T’aimes ton chum avec qui tu fais une super équipe. T’aimes par-dessus tout tes deux enfants. T’aimes ta job et l’action que ça t’apporte. T’aimes le nid que vous vous êtes construit. Ton petit repère de bonheur.  La vie va bien. Ça roule rondement.

Mais ce matin, t’as mal au cœur. Les céréales passent pas. Tu te sens gonflée. T’es fatiguée à un point tel que tu sais pas comment tu vas passer à travers la journée. Pis  là, tu comprends. T’as jamais eu tes menstruations. T’es enceinte, encore. Tu sais même pas comment c’est arrivé. Ben oui, tu le sais comment on fait des bébés! Mais me semble que vous avez pas vraiment fait l’amour dernièrement. Ou si oui, me semble que c’était rapide, avant que ta cinq-ans rentre dans la chambre le samedi matin pour venir vous dire bonjour. Mettons que c’était pas mémorable.

De toute façon, t’es enceinte. Hourra. La joie. Non, pas vraiment.

Tu l’annonces à ton chum et il a la même réaction que toi. Il essaie d’être content. Mais ça marche pas vraiment. À vrai dire, vous ne vous êtes jamais vus comme une famille de cinq. Dans ta tête, ta famille était complète après l’arrivée de ton garçon. Et en plus, vous parliez justement de vasectomie. Ton chum voulait prendre rendez-vous à la clinique, mais il y avait les vacances, après, il y a eu la rentrée scolaire de ta grande, après il y a eu le refoulement d’égout au sous-sol, après y’a eu le décès de ta tante Carole…

Fait que là, t’es enceinte. Probablement de quatre ou cinq semaines. Tu ne le dis à personne, pas même à ta mère. Tu vis dans une sorte de néant, prise entre la culpabilité de ne pas être contente et celle des calculs à faire. Toi qui viens tout juste de recommencer à travailler, va falloir que tu mettes encore ta carrière en veilleuse. Le poste que tu convoitais ira à quelqu’un d’autre, parce que toi, tu seras en congé de maternité. Tu repenses aussi que ton un-an fait bien ses nuits maintenant, qu’il devient de plus en plus indépendant. Que t’aimes beaucoup la relation entre ta grande et son frère. Maintenant, tu vas avoir deux bébés à gérer.

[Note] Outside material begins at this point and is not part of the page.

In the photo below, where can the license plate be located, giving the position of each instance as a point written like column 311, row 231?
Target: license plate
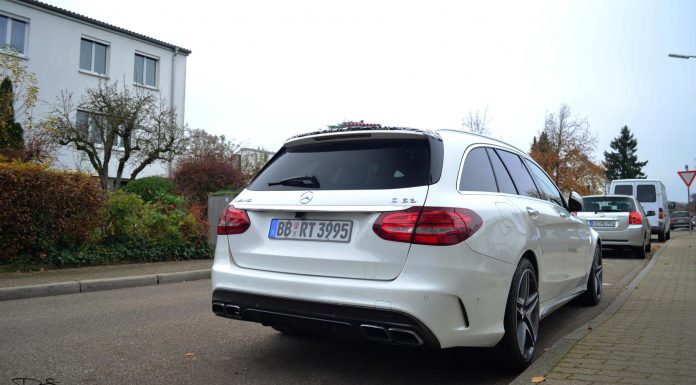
column 602, row 223
column 311, row 230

Pis tu t’en veux énormément. Parce que t’étais vraiment contente pour tes deux autres. Tu avais appelé tes parents en pleurant de joie, tu t’étais mise à acheter plein de petits pyjamas et des oursons en peluche. Tu avais préparé chaque arrivée avec délicatesse, en insistant sur chaque détail. Quelques semaines avant l’accouchement, les vêtements étaient lavés, pliés et rangés. Des fois, tu t’arrêtais dans la chambre et allais sentir les vêtements fraîchement lavés et t’en avais les larmes aux yeux.

Tu te détestes de ne pas ressentir ces sentiments-là. Et ce corps qui grandit en toi t’est totalement étranger. T’haïs ça penser ça, mais c’est la vérité. La vérité fait mal, très mal. Toute seule dans la cuisine, tu étales devant toi les raisons pourquoi tu devrais avoir un troisième enfant. Mais t’en trouves pas beaucoup. Tu trouves surtout des points contre que tu essaies de bannir de ta tête. Mais elles reviennent sans cesse, ces raisons. Pis là, provenant de très très loin dans le fin fond de ton esprit, il y a un mot honni qui te traverse l’esprit : avortement.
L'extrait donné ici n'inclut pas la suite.